02.08.12

Regensburg

Organspende-Skandal: Spender ziehen sich zurück

Nach Verdachtsfällen in Göttingen werden 23 weitere Fälle in Regensburg bekannt. Jetzt ermittelt auch bayerische Staatsanwaltsschaft.

Foto: dpa/DPA
Der Organspende-Skandal in Regensburg und Göttingen verunsichert viele potenzielle Spender
Der Organspende-Skandal in Regensburg und Göttingen verunsichert viele potenzielle Spender

Regensburg/Göttingen/Düsseldorf. Viele hatten es befürchtet, jetzt wird es Realität: Der mutmaßliche Organspende-Skandal an den Uni-Kliniken Göttingen und Regensburg führt zu einem Rückgang der Spendebereitschaft in Deutschland. Ulrike Wirges, geschäftsführende Ärztin bei der Deutschen Stiftung Organtransplantation (DSO), berichtete der in Düsseldorf erscheinenden "Rheinischen Post" (Freitagsausgabe) von mehreren konkreten Fällen, in denen die Angehörigen von potenziellen Organspendern die Entnahme von Organen bei den Verstorbenen unter indirektem oder direktem Verweis auf die Vorgänge an der Uni Göttingen verweigert hätten.
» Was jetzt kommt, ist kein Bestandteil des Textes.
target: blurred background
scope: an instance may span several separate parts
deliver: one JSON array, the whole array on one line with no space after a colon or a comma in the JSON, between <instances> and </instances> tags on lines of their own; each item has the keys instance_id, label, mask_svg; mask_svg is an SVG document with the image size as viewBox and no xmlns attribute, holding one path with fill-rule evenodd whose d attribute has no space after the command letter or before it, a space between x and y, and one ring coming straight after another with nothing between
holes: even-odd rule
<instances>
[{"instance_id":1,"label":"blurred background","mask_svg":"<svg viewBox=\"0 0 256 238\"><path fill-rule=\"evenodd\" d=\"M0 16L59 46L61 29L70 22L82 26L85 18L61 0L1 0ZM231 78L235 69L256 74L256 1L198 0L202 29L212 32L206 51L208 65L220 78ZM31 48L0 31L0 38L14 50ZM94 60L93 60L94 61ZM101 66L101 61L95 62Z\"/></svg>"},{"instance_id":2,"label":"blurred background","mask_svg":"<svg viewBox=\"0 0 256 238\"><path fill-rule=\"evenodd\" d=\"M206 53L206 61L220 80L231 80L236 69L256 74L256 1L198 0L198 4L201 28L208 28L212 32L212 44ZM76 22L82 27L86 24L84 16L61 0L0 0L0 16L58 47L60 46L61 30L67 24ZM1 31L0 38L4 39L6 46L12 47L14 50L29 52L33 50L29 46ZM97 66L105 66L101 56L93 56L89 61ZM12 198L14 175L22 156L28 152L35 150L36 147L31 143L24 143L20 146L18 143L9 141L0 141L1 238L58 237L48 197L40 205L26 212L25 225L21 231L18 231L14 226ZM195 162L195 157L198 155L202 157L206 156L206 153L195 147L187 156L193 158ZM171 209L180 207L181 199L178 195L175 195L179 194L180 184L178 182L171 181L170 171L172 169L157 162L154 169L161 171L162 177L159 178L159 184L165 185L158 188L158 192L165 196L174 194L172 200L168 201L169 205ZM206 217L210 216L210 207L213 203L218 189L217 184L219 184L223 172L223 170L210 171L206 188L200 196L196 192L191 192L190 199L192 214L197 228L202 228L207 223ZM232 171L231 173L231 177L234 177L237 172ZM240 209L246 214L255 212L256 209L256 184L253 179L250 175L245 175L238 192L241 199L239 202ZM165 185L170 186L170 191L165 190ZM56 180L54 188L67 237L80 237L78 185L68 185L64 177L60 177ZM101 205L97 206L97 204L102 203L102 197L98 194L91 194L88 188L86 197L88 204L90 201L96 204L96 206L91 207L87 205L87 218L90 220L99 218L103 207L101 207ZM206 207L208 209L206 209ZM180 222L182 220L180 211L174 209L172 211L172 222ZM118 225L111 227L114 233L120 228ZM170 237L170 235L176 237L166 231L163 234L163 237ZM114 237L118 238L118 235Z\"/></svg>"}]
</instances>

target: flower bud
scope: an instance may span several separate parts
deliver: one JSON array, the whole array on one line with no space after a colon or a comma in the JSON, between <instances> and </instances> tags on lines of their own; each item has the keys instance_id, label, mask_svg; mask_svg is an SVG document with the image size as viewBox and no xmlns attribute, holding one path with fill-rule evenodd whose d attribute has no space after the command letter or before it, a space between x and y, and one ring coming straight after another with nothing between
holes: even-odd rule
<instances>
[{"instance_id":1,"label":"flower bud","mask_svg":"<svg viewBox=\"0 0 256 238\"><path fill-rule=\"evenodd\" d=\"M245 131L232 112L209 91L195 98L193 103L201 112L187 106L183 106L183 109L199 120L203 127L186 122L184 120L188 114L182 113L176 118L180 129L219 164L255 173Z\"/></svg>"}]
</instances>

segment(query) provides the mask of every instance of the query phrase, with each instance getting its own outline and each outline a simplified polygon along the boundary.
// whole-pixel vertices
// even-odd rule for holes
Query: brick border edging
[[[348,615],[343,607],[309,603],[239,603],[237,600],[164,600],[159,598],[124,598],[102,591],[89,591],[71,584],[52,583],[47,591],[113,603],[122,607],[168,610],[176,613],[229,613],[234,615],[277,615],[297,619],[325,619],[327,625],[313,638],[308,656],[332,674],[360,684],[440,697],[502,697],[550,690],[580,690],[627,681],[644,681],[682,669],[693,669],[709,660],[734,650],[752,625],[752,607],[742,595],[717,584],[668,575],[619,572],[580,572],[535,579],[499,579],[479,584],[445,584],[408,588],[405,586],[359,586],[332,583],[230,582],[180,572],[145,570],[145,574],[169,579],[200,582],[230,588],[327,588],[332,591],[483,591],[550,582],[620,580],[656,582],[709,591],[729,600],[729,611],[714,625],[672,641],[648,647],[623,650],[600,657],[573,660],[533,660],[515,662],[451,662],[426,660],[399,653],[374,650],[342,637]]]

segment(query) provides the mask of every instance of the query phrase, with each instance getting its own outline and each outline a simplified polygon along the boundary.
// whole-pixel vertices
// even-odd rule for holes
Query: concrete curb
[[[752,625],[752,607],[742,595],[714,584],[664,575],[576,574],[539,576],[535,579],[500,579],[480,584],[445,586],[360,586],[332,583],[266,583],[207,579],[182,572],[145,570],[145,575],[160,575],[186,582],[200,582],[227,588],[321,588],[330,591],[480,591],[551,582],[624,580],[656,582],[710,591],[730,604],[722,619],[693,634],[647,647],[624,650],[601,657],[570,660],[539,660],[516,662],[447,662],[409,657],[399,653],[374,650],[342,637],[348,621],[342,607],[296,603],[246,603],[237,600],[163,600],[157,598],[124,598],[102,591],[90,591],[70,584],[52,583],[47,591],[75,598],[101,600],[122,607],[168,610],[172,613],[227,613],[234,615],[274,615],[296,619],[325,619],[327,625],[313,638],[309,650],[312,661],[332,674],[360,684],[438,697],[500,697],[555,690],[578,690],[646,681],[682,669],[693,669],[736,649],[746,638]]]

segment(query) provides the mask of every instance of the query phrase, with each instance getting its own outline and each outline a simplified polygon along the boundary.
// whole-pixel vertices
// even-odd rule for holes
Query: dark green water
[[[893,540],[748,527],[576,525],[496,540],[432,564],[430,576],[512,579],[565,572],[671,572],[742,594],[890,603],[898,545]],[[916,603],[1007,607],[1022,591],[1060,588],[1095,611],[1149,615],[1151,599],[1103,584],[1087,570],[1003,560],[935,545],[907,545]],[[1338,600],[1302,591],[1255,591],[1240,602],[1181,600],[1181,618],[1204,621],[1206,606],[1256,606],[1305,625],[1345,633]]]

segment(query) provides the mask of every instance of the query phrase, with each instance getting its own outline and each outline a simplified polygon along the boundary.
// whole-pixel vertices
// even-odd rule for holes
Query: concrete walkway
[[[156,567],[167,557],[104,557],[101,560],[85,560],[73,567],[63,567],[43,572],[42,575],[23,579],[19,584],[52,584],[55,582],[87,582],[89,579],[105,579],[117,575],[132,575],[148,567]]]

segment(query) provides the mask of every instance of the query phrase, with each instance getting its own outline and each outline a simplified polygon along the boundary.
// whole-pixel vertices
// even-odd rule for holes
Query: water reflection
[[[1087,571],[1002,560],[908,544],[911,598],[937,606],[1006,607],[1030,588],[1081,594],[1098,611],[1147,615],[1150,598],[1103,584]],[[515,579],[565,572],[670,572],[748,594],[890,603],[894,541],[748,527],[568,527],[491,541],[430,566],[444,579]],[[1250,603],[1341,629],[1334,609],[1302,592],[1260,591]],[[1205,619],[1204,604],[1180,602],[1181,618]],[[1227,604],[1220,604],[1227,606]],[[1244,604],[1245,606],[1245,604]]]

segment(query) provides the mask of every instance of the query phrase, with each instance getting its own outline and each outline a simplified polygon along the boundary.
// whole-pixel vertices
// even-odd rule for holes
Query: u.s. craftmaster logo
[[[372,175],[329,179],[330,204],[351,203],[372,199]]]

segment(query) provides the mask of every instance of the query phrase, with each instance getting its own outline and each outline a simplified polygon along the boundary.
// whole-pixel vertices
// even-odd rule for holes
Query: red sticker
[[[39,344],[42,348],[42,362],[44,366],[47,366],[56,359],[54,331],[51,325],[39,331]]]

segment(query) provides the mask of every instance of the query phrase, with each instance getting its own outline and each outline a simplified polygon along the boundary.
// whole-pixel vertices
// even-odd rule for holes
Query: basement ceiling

"Wir müssen befürchten, dass die aktuelle Verunsicherung rund um das Thema Organspende einen messbaren Negeativ-Einfluss auf die Organspendebereitschaft in Deutschland hat", sagte Wirges. "Darunter müssen Tausende von Patienten leiden, deren Leben von einem Spenderorgan abhängt."

+++Organspende-Skandal: Staatsanwaltschaft ermittelt+++

Im Organspende-Skandal im Regensburger Universitätsklinikum ermittelt nun die Staatsanwaltschaft. Das Klinikum habe Strafanzeige gegen einen nicht namentlich genannten Oberarzt gestellt, sagte Behördensprecher Wolfhard Meindl am Donnerstag. Demnach hätten hausinterne Überprüfungen Hinweise auf Manipulationen bei Lebertransplantationen ergeben.

"Wir haben das Klinikum aufgefordert, uns eine deutlich detailliertere Auflistung der aufgeführten Vorwürfe zu geben", sagte Meindl. Nach Angaben des Wissenschaftsministeriums besteht der Verdacht, dass in dem Regensburger Klinikum in den Jahren 2004 bis 2006 in 23 Fällen die Krankendaten bei Lebertransplantationen manipuliert wurden. Wissenschaftsminister Wolfgang Heubisch (FDP) wollte sich am Donnerstag in München von der Klinikleitung über die Vorfälle informieren lassen.

+++ Organhandel: Bahr fordert lückenlose Aufklärung +++

+++ Entsetzen über Skandal um Spenderorgane +++

Der Fall war ins Rollen gekommen, nachdem ein Oberarzt im Göttinger Uni-Klinikum in den Jahren 2010 und 2011 die Daten von Patienten, die auf der Warteliste für Spenderorgane stehen, manipuliert haben soll. Dieser Mediziner hatte zuvor von 2003 bis 2008 am Regensburger Klinikum gearbeitet und war dort ebenfalls für Transplantationen zuständig gewesen.

Das Klinikum nehme seine Verantwortung für die schnellstmögliche umfassende Aufklärung sehr ernst und arbeite eng mit den zuständigen Behörden zusammen, teilte die Klinik mit. Die Klinik habe sofort nach der internen Prüfung das Ministerium, die Bundesärztekammer, Eurotransplant sowie die Staatsanwaltschaft informiert.

Die Vizevorsitzende des Gesundheitsausschusses im Bundestag, Kathrin Vogler (Linke), fordert eine "schonungslose Überprüfung" sämtlicher Regelungen zur Organspende. Mit Blick auf die Skandale in Göttingen und Regensburg erklärte Vogler am Donnerstag in Berlin, das Ausmaß an Lug und Trug sei erschreckend. Die Bevölkerung habe einen Anspruch auf Korrektheit, Gerechtigkeit und Transparenz. Der Bundestag müsse sich umgehend erneut mit dem Transplantationsgesetz befassen, forderte Vogler.